L'idiota alla radio dice "piccole dita appiccicose".
Normalmente una frase del genere non mi provocherebbe alcuna commozione.
Invece oggi rivedo manine, le mie, paffutelle e agitose davanti al mio naso. (sì, ho scritto "agitose" e l'ho fatto apposta)
Manine sporche di cibo; conoscendomi, qualcosa di dolce.
E, più avanti, vedo un libro aperto. Forse il mio amato "Guerre Stellari", o un Asimov, o i fumetti di Asterix. Immersa nella lettura tanto da non sentire nemmeno più l'esistenza del mondo circostante, spesso mangiavo con il libro in mano anche prima dei 10 anni.

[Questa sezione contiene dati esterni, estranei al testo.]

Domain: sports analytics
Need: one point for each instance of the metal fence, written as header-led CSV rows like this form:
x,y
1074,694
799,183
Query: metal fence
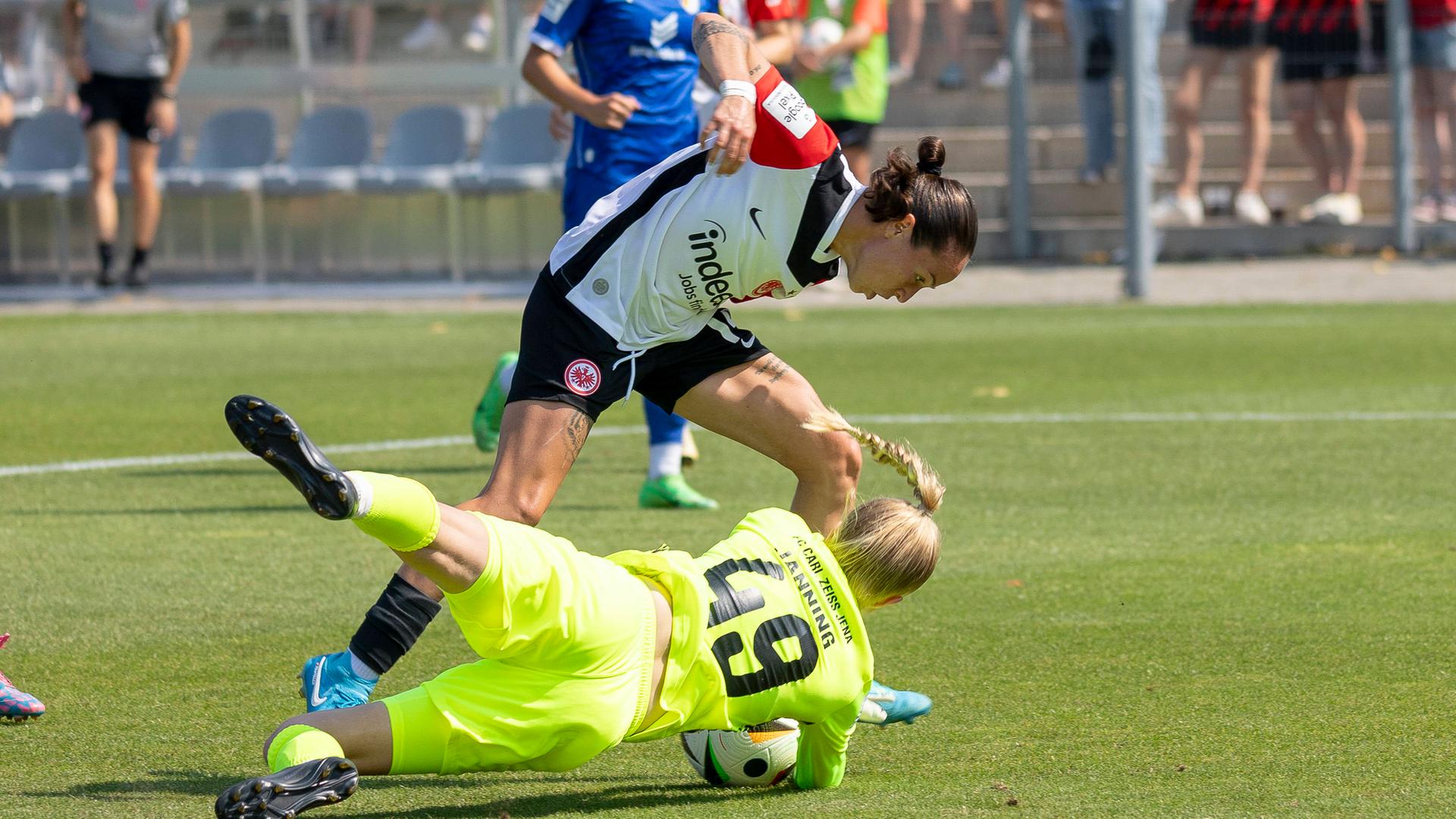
x,y
1022,148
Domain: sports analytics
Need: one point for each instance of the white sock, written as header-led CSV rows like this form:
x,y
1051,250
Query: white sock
x,y
362,670
664,460
366,493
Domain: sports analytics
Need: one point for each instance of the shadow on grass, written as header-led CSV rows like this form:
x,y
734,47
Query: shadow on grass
x,y
161,510
595,795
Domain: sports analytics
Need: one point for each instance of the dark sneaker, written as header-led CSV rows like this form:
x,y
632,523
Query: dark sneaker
x,y
290,792
270,433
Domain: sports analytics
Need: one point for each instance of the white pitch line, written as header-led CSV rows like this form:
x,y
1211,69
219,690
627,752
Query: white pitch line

La colazione preparata dalla nonna, che sarà pure stata una ex alcolista ma che con me ci ha saputo fare: pane, burro e zucchero.
E libri che ancora ne portano il profumo, aprendoli.
E giorni e notti a inseguire storie, dopo che la nonna e mamma me ne hanno svelato il fascino. A leggere tutto quello che trovavo per casa, senza che ci fosse un limite alla mia fame. Da "Radici" a "La laguna azzurra", da "Christiana F." a "Paul et Virginie", da "Playboy" a "Il figlio di Tarzan", da "Tex" a "Nella foresta dei gorilla giganti". Nessuno a dirmi no. Leggevo l'enciclopedia, il dizionario e le scatole dei Frosties. Le confezioni dei detersivi, le istruzioni dell'Ape del giardiniere.
E libri di magia nera, e manuali Wiccan degli albori. E troppe domande ma anche troppe risposte, troppo presto.
Poi ho smesso. Di leggere, soprattutto. Fino a venti, forse ventuno anni. Se non fosse stato per Stephen King e "Pet Sematary", e "It", forse non avrei ripreso. Troppa vita.
Troppe cose sfuggite via come i granelli di zucchero profumati di burro che ho poi trovato nei ricordi, sfogliandomi come un libro per capire chi ero diventata.
Piccole dita appiccicose.
Le briciole minuscole e infinite che ci lasciamo dietro. Quelle che un giorno ci fanno ritrovare la strada di casa, come le pagine di una buona storia, come le parole ascoltate prendendo sonno.
E la voglia di risentire quel profumo, ancora. Come una carezza.